Dionysius, Areopagita

was born at Athens, and educated there. He went afterwards to Heliopolis in Ægypt where, if we may believe some writers of his life, he saw that wonderful eclipse which happened at our Saviour’s passion, and was urged by some extraordinary impulse to cry out, “Ant Deus patitur, aut cum patiente dolet;” Either God himself suffers, or condoles with him who does. At his return to Athens he was elected into the court of Areopagus, from whence he derived his name of Areopagite. About the year 50 he embraced Christianity, and, as some say, was appointed first bishop of Athens by St. Paul, and consecrated by his hands. Of his conversion we have this account in Acts xvii.: Paul, preaching at Athens, was brought before the Areopagus, to give account of himself and his doctrine.
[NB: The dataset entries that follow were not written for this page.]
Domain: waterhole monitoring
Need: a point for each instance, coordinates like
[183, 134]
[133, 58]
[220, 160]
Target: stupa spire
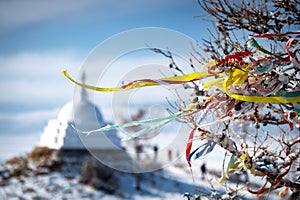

He harangued in that court, taking occasion to speak against the prevailing idolatry of the place, from an altar which he found with this inscription, “To the unknown God.” The event | of which preaching was, as the sacred historian tells us, that “certain men clave unto him, and believed; among the which was Dionysius the Areopagite, a woman named Damaris, and others with them.” He is supposed to have suffered martyrdom; but whether under Domitian, Trajan, or Adrian, is not certain.

The works ascribed to this Dionysius, printed at Cologne in 1536, at Antwerp, 1634, and at Paris, 1644, 2 vols. fol. are generally allowed to be spurious, and probably were written in the fifth or sixth century, as they abound with the mystical trifles of the Plotinian school. 1

1 Cave. Dupin. Larclner’s Works. —Saxii Onomast.